Differentiating above function w.r.t. $x$ using chain rule as follows

$\frac{\mathrm{dy}}{\mathrm{dx}} = \frac{d}{\mathrm{dx}} \left({\left(x + 1\right)}^{- \frac{1}{2}}\right)$

$= - \frac{1}{2} {\left(x + 1\right)}^{- \frac{1}{2} - 1} \frac{d}{\mathrm{dx}} \left(x + 1\right)$

$= - \frac{1}{2} {\left(x + 1\right)}^{- \frac{3}{2}} \left(1\right)$

$= - \frac{1}{2 {\left(x + 1\right)}^{\frac{3}{2}}}$

Jul 22, 2018

$\frac{\mathrm{dy}}{\mathrm{dx}} = - \frac{1}{2 \left(x + 1\right) \sqrt{x + 1}} = - \frac{1}{2 {\left(x + 1\right)}^{\frac{3}{2}}} = - \frac{1}{2 {\left(\sqrt{x + 1}\right)}^{3}}$.

#### Explanation:

$y = \sqrt{\frac{1}{x + 1}} = \frac{1}{\sqrt{x + 1}}$.

Let, $\left(x + 1\right) = u , \sqrt{u} = \sqrt{x + 1} = v$.

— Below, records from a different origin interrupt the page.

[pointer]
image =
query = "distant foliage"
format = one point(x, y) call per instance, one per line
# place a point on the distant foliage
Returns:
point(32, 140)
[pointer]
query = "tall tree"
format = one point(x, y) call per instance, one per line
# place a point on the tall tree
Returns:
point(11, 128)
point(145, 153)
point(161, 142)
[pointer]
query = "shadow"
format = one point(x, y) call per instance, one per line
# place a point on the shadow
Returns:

Thus, $y = \frac{1}{v} , v = \sqrt{u} , u = x + 1$.

Thus, $y$ is a function of $v , v \text{ of "u, &, u" of } x$.

Therefore, by the Chain Rule,

$\frac{\mathrm{dy}}{\mathrm{dx}} = \frac{\mathrm{dy}}{\mathrm{dv}} \frac{\mathrm{dv}}{\mathrm{du}} \frac{\mathrm{du}}{\mathrm{dx}} \ldots \ldots \ldots . \left(\ast\right)$.

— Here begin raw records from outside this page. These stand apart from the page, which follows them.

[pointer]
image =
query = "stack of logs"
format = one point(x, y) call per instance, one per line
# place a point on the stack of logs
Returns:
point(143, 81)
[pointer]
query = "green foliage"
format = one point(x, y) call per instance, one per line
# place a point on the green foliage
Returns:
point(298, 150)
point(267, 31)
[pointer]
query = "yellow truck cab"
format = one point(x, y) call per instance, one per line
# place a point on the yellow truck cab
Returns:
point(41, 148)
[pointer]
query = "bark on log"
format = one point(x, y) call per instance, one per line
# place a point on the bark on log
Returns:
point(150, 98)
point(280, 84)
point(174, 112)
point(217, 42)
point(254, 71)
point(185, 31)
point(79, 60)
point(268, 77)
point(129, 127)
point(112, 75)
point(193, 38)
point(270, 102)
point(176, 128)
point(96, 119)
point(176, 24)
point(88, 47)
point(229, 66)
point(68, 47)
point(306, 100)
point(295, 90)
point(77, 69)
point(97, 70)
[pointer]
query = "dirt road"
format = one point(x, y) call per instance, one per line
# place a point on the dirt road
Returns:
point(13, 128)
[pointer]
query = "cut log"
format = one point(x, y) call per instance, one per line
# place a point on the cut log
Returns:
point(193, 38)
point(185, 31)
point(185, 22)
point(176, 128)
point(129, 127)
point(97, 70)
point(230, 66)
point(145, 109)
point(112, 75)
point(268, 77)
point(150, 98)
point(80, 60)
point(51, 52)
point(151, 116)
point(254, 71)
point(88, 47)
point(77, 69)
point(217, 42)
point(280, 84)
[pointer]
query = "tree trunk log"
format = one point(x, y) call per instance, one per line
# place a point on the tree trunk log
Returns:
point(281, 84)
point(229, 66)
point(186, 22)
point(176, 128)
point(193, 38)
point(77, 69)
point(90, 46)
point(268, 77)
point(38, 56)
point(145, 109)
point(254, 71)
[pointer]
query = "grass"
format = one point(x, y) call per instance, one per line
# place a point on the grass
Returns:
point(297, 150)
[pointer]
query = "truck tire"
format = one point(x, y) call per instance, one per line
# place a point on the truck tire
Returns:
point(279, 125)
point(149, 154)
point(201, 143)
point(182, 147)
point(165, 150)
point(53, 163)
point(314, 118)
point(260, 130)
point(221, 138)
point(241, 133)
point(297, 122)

Now, $\frac{\mathrm{dy}}{\mathrm{dv}} = \frac{d}{\mathrm{dv}} \left\{\frac{1}{v}\right\} = - \frac{1}{v} ^ 2. \ldots . . \left({\ast}^{1}\right)$,

$\frac{\mathrm{dv}}{\mathrm{du}} = \frac{d}{\mathrm{du}} \left\{\sqrt{u}\right\} = \frac{1}{2 \sqrt{u}} \ldots \ldots . . \left({\ast}^{2}\right)$, and,

$\frac{\mathrm{du}}{\mathrm{dx}} = \frac{d}{\mathrm{dx}} \left\{x + 1\right\} = 1. \ldots \ldots \ldots \ldots \ldots \ldots \ldots \ldots \ldots \ldots . \left({\ast}^{3}\right)$.

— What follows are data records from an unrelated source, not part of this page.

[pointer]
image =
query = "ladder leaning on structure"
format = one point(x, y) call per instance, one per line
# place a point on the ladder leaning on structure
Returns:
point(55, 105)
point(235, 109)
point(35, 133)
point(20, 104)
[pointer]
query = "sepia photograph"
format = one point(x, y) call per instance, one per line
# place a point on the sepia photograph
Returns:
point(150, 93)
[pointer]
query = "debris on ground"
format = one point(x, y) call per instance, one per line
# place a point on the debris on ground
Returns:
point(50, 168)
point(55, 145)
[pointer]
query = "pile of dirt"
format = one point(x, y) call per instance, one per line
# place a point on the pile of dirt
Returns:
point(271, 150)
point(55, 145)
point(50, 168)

We combine $\left({\ast}^{1}\right) , \left({\ast}^{2}\right) , \left({\ast}^{3}\right) \mathmr{and} \left(\ast\right)$, to get,

$\frac{\mathrm{dy}}{\mathrm{dx}} = \left(- \frac{1}{v} ^ 2\right) \left(\frac{1}{2 \sqrt{u}}\right) \left(1\right) ,$

$= \left(- \frac{1}{u}\right) \left(\frac{1}{2 \sqrt{x + 1}}\right)$.

$\therefore \frac{\mathrm{dy}}{\mathrm{dx}} = - \frac{1}{2 \left(x + 1\right) \sqrt{x + 1}} = - \frac{1}{2 {\left(x + 1\right)}^{\frac{3}{2}}} = - \frac{1}{2 {\left(\sqrt{x + 1}\right)}^{3}}$.